Media Defence and seven other free speech organisations have today filed an amicus brief before the Inter-American Court of Human Rights (the IACtHR) in the case of Tulio Álvarez v Venezuela. The case concerns the use of criminal legislation, including harsh and wide-ranging penalties, to stifle freedom of expression, and highlights the potential for abuse of such laws.
The applicant, Mr. Álvarez, is a Venezuelan constitutional lawyer and university professor who was criminally convicted of “ongoing aggravated defamation” in respect of a column he published in a local newspaper regarding the alleged misappropriation of funds from the National Assembly’s Workers’ and Retirees’ Savings Bank. The criminal case against him was brought by a former congressman, and then-president of the National Assembly, who Mr. Álvarez had suggested in his column was responsible for the misappropriation of the funds. In February 2005, Mr. Álvarez was sentenced to two years and three months in prison, and disqualified from holding public office. When his sentence of imprisonment was later suspended, he was barred from leaving the country during the probationary period that replaced the suspended prison sentence.
Mr. Álvarez took his case to the Inter-American Commission on Human Rights (the Commission), arguing that the Venezuelan state had violated his rights to freedom of expression, fair trial, freedom of movement and his political rights under the American Convention on Human Rights. The Commission found in favour of Mr. Álvarez in 2017 and referred the case to the IACtHR. In doing so it noted that criminal prosecutions for defamation of public officials and on matters of public interest had become a worrying trend in Venezuela, resulting in intimidation and self-censorship disproportionately affecting freedom of expression.
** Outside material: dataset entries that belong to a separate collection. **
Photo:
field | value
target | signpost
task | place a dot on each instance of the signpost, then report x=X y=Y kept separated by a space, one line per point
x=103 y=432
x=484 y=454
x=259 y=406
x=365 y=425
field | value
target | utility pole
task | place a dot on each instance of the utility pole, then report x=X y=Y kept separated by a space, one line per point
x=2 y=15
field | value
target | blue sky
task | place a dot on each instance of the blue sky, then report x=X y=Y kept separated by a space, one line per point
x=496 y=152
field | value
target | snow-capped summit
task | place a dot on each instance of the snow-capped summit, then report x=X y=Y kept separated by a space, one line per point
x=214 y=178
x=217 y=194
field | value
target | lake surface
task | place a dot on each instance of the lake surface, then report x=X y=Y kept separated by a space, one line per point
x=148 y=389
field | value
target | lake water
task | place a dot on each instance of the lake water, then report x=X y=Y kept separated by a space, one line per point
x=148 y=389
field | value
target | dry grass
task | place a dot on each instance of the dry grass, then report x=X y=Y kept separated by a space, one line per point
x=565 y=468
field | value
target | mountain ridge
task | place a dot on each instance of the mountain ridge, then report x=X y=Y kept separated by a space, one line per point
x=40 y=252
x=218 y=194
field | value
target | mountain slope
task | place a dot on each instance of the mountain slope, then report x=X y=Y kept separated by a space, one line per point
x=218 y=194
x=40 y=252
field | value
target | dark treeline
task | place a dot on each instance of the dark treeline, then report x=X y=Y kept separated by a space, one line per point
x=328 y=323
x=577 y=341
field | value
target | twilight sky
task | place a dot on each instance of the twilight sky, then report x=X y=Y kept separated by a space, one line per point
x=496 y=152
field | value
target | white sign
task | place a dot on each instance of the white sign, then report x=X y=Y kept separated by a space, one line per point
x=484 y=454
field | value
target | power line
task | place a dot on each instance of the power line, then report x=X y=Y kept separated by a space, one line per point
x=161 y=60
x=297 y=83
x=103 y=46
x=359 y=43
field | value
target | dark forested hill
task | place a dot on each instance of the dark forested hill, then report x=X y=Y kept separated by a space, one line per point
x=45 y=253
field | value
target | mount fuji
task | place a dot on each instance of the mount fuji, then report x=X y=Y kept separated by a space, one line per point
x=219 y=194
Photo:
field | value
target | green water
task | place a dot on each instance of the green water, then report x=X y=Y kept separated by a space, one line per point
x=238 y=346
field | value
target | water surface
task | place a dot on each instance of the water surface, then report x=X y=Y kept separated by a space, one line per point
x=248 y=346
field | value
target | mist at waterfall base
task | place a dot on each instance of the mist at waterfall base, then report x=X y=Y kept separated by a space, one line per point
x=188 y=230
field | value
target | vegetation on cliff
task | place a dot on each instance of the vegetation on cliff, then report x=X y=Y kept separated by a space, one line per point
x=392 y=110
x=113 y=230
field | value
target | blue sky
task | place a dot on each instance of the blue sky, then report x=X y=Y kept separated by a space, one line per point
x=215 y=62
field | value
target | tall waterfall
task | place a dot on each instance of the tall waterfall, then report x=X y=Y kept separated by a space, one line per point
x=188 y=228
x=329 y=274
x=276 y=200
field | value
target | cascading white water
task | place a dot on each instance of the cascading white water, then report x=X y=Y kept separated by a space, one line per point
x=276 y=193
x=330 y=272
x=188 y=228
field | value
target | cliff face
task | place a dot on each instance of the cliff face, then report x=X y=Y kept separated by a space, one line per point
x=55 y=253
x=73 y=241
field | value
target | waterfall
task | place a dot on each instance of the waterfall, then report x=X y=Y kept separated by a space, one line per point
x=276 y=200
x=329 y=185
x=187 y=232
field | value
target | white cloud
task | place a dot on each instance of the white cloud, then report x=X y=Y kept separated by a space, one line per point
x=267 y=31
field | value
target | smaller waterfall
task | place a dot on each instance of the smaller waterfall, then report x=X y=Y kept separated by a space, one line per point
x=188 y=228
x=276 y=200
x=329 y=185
The amicus brief submitted today by Media Defence, PEN International, PEN America, PEN Mexico, PEN Quebec, Media Law Resource Center, Fundación para la Libertad de Prensa (FLIP), and Human Rights Watch highlights the increasing international recognition that criminal defamation laws are incompatible with international standards on freedom of expression. The intervention argues that criminalisation of speech should be a measure of last resort in exceptional circumstances, limited to instances of hate speech and incitement to violence, and that criminal defamation laws should be abolished to prevent abuse of such laws, such as in Mr. Álvarez’s case. Finally, the intervention notes that even civil defamation laws can have a chilling effect on freedom of speech if penalties imposed are overly harsh.